Most Trex1-deficient mice die of circulatory failure caused by severe inflammatory myocarditis (Morita et al., 2004). All hearts examined from Trex1-deficient mice in our colony had evidence of profound inflammation, with thinning of the ventricular wall, mononuclear cell infiltrates, and disruption of normal heart muscle morphology (Figure 3A). These pathological features were absent in Trex1-deficient mice lacking IRF3, IFNαR1, or RAG2 (Figure 3A). Interestingly, despite the restoration of normal heart anatomy in Trex1-deficient mice on all three rescued backgrounds, we found distinct effects of each rescuing genotype on type I IFN expression in heart tissue. IFN-β RNA expression was dramatically increased in Trex1-deficient hearts and completely restored to wild-type levels in Trex1/IRF3 DKO hearts, further emphasizing the primary role of IRF3 in this IFN-dependent pathology (Figure 3B). Trex1/IFNαR1 DKO hearts had low but detectably elevated levels of IFN-β RNA, consistent with disruption of the positive feedback loop of type I IFN expression that is amplified by IFNαR1 signaling (Figure 3B). In contrast, hearts of Trex1/RAG2 DKO mice retained significantly elevated levels of IFN-β RNA (Figure 3B). Importantly, these data indicate that expression of type I IFNs alone is not sufficient to cause disease; rather, it is the IFN-dependent mobilization of lymphocytes that precipitates autoimmunity in this setting.

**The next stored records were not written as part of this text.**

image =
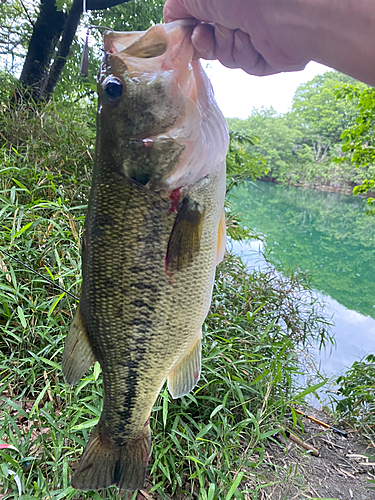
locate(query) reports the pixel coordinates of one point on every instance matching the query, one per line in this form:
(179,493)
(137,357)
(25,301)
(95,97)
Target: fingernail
(240,40)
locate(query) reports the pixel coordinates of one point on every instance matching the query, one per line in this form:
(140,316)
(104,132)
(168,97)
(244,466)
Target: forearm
(268,36)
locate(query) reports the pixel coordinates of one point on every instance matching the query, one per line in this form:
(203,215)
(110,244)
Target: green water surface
(328,234)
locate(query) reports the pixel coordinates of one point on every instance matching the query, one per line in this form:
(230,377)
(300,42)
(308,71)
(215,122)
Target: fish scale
(153,235)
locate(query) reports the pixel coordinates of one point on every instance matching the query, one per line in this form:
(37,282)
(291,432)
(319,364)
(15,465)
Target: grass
(208,445)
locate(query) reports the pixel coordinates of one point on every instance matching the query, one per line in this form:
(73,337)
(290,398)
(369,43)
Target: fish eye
(113,88)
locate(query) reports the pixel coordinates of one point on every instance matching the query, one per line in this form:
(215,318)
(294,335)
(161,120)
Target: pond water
(328,234)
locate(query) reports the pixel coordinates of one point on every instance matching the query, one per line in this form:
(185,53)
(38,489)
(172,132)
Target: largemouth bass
(153,234)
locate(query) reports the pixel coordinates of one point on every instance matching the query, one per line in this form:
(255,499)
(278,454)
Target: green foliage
(210,442)
(136,15)
(242,164)
(300,146)
(359,138)
(356,390)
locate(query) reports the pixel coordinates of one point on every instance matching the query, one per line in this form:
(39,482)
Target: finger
(246,57)
(224,42)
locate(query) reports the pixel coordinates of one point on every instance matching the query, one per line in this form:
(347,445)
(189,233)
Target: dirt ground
(344,469)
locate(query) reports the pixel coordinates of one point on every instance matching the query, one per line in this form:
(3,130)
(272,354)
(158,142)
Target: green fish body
(153,235)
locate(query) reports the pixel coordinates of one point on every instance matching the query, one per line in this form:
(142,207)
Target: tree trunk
(37,72)
(46,33)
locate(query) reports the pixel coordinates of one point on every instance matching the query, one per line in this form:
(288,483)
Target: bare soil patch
(344,469)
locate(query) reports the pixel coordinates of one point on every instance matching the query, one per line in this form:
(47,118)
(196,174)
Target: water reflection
(329,235)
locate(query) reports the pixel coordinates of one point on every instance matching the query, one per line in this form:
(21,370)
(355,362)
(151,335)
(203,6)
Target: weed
(206,445)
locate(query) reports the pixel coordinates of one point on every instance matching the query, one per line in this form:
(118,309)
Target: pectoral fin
(78,355)
(184,241)
(185,376)
(221,239)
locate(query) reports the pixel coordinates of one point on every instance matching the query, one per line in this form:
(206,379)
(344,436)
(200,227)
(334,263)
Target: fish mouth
(166,52)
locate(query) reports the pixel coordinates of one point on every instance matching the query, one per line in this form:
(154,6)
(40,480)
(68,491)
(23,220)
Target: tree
(49,32)
(318,115)
(359,145)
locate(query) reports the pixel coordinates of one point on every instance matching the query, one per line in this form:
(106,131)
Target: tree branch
(46,32)
(67,40)
(103,4)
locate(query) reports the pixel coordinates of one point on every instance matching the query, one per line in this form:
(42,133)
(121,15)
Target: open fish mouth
(161,59)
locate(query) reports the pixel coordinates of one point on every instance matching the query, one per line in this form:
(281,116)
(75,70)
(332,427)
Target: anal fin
(185,376)
(221,239)
(77,355)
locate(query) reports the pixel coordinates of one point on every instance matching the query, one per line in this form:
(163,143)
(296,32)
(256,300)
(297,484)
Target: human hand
(262,37)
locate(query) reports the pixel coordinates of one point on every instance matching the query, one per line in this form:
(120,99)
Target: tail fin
(104,463)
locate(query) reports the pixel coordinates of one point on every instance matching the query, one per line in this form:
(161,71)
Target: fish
(153,235)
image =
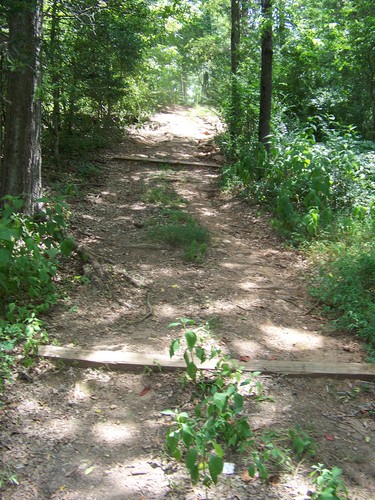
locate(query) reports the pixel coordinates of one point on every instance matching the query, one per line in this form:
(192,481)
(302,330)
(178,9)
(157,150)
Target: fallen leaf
(245,358)
(329,437)
(246,478)
(145,390)
(89,470)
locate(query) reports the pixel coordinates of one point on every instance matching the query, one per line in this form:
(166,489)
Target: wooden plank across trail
(166,161)
(132,361)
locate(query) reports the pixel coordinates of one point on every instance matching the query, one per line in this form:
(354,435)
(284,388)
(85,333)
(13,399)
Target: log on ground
(132,361)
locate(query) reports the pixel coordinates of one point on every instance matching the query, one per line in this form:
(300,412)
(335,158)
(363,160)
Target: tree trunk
(234,48)
(55,80)
(266,77)
(21,168)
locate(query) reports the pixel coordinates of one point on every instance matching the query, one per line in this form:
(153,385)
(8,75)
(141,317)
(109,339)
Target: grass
(179,229)
(345,281)
(162,194)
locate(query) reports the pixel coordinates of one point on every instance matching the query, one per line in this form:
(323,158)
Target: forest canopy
(293,81)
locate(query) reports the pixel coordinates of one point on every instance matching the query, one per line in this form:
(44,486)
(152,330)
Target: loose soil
(72,433)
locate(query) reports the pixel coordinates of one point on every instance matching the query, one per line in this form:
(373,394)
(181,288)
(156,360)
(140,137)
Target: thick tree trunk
(235,45)
(55,79)
(21,168)
(266,77)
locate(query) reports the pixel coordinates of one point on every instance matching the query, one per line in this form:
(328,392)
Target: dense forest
(292,81)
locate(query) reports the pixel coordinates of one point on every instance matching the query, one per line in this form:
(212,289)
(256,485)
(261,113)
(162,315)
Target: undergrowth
(179,229)
(322,197)
(30,250)
(218,427)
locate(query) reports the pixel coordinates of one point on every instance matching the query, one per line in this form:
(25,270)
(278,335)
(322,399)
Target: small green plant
(180,229)
(218,423)
(163,195)
(7,475)
(329,483)
(88,170)
(30,249)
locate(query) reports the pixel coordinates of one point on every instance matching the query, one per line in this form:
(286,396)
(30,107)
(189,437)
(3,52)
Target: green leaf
(238,401)
(220,400)
(192,370)
(191,339)
(187,435)
(8,234)
(172,442)
(215,466)
(5,257)
(67,246)
(174,347)
(252,470)
(219,450)
(201,354)
(172,413)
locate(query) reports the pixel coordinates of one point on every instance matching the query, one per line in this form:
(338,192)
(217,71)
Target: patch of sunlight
(138,206)
(246,347)
(253,285)
(114,433)
(209,213)
(292,339)
(63,428)
(80,392)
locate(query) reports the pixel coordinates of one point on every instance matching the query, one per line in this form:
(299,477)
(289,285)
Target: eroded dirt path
(77,434)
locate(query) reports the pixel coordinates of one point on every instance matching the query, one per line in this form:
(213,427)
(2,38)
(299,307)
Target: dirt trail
(85,434)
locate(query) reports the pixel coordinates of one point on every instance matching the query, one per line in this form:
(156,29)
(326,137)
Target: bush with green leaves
(329,483)
(321,193)
(219,426)
(30,248)
(345,286)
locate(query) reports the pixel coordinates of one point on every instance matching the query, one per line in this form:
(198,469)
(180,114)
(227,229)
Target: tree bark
(266,77)
(21,168)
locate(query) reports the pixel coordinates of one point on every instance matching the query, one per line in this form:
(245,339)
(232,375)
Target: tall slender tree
(21,166)
(266,76)
(235,46)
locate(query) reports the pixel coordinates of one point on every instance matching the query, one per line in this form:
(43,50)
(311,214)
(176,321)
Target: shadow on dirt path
(75,434)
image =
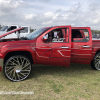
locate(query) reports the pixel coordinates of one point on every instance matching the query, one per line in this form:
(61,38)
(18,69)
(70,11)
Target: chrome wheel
(97,62)
(17,68)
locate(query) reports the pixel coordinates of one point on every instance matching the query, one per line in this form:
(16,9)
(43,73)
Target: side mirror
(44,38)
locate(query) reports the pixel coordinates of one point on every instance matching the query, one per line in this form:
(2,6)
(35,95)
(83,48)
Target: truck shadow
(80,69)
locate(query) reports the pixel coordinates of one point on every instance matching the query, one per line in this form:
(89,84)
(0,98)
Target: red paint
(54,53)
(0,68)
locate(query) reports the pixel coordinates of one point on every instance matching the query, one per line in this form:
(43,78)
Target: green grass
(77,82)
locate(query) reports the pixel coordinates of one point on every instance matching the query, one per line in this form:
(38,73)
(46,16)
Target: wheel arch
(24,53)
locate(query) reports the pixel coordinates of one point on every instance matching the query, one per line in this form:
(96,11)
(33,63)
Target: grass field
(77,82)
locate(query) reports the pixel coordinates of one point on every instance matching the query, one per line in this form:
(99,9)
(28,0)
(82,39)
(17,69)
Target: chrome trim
(64,47)
(1,62)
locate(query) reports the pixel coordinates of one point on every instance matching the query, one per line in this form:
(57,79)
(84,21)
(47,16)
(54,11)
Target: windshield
(35,33)
(4,28)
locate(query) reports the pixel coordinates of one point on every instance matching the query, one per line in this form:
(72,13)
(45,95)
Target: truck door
(81,45)
(57,49)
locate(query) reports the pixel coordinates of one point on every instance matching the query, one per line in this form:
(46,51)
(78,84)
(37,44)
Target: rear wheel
(17,68)
(95,64)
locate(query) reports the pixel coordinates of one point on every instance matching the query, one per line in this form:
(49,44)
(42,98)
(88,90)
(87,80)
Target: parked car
(59,45)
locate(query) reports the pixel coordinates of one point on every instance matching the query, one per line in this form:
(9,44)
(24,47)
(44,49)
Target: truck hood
(3,34)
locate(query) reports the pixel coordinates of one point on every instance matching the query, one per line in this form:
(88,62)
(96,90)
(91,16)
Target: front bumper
(1,64)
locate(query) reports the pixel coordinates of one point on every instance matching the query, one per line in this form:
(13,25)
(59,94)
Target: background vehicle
(5,29)
(59,45)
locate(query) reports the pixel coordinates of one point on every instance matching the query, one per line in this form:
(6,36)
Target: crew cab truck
(59,45)
(8,28)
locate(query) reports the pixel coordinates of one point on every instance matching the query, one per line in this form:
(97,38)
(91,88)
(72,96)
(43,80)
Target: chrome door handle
(64,47)
(85,46)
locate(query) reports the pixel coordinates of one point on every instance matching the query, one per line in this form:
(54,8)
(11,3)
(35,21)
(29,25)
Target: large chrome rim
(17,68)
(97,62)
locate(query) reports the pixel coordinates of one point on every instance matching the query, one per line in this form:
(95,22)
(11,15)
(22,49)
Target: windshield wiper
(24,38)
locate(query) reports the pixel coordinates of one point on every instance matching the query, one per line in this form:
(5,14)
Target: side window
(56,35)
(11,28)
(25,30)
(80,35)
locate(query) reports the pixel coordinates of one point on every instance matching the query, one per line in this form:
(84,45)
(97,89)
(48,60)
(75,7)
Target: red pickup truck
(59,45)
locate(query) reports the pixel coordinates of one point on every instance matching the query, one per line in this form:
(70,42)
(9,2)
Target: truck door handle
(64,47)
(85,46)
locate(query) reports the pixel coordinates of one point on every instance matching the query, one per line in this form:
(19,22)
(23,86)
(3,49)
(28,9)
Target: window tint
(80,35)
(11,28)
(55,36)
(24,30)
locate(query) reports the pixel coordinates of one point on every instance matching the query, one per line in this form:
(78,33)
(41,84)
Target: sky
(44,13)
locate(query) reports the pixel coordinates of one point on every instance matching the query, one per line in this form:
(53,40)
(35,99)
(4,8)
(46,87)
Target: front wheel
(17,68)
(95,64)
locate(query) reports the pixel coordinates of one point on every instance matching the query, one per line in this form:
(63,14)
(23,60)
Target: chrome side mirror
(44,38)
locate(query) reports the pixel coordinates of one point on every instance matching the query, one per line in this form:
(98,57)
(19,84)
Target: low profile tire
(17,68)
(95,64)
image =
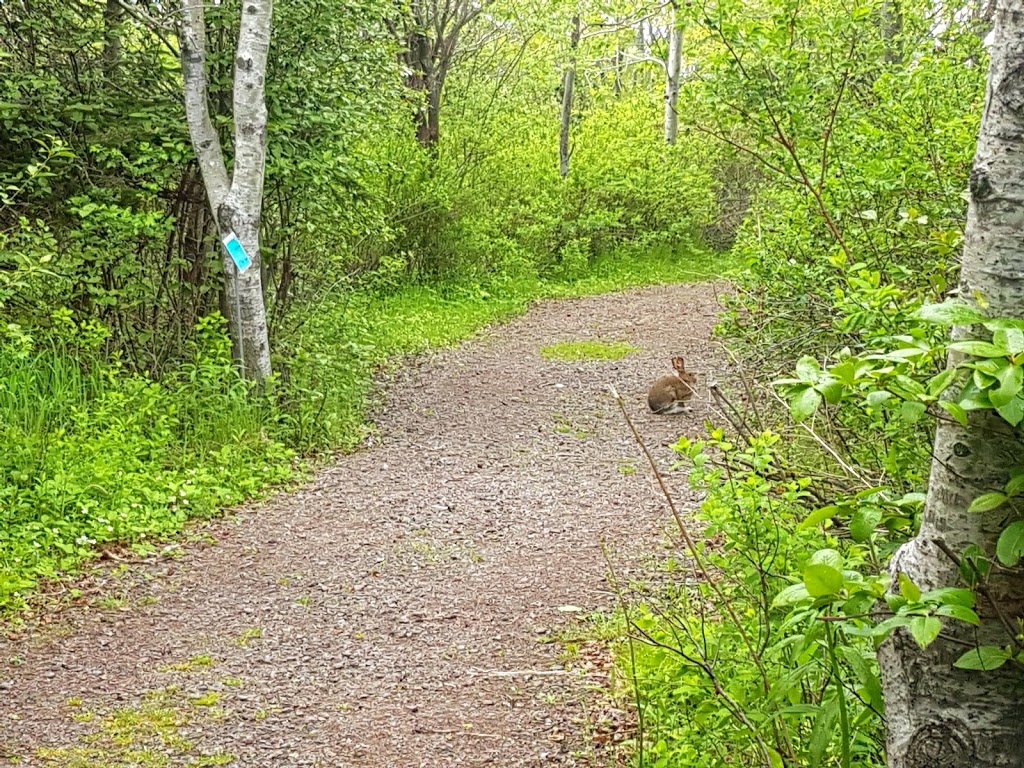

The Trex1/RAG2 DKO mice revealed an unexplored stage of disease, after initiation and before lymphocyte-dependent pathology. To further characterize this post-initiation phase, we performed a microarray analysis comparing heart tissue of Trex1/RAG2 DKO hearts to RAG2 KO littermate controls. We found that ISD- and IFN-inducible genes comprised over 75% of the top 50 genes with increased expression levels in Trex1-deficient hearts, further emphasizing the role of the ISD pathway in initiating disease (Figure 3C; Stetson and Medzhitov, 2006a).
Taken together, these findings indicate that Trex1 substrates are ligands of the ISD pathway. Accumulation of these substrates within Trex1-deficient cells initiates IRF3-dependent type I IFN production, which in turn recruits and activates lymphocytes to attack the affected tissues. Genetic ablation of IRF3, IFNαR1, or RAG2 ameliorates disease at three discrete phases, thus defining a genetic pathway connecting unregulated cell-intrinsic DNA detection by the ISD pathway to lethal autoimmunity.
Because lymphocytes are essential for the autoimmune pathology caused by loss of Trex1 function, we tested for the presence of autoantibodies in Trex1-deficient mice. Sera from wild-type mice showed no detectable reactivity with heart tissue sections (Figure 4A, left panels). In contrast, IgG antibodies from Trex1-deficient mice strongly stained heart tissue (Figure 4A, middle and right panels). Sera from different Trex1 KO mice reproducibly detected similar cytosolic structures (Figure 4A). This cytosolic staining pattern was different from the nuclear and punctate cytosolic distribution of autoantigens detected by autoantibodies from MRL-lpr/lpr mice that develop systemic autoimmunity (Figure 4A, bottom row). Autoantibodies from Trex1-deficient mice detected knockout and wild type heart extracts equivalently, demonstrating that the autoantigens were not specific to Trex1 KO hearts (Figure 4B, 4C). Moreover, we observed a trend towards broader autoreactivity with sera from older Trex1-deficient mice, consistent with epitope spreading (Figure 4B, 4C).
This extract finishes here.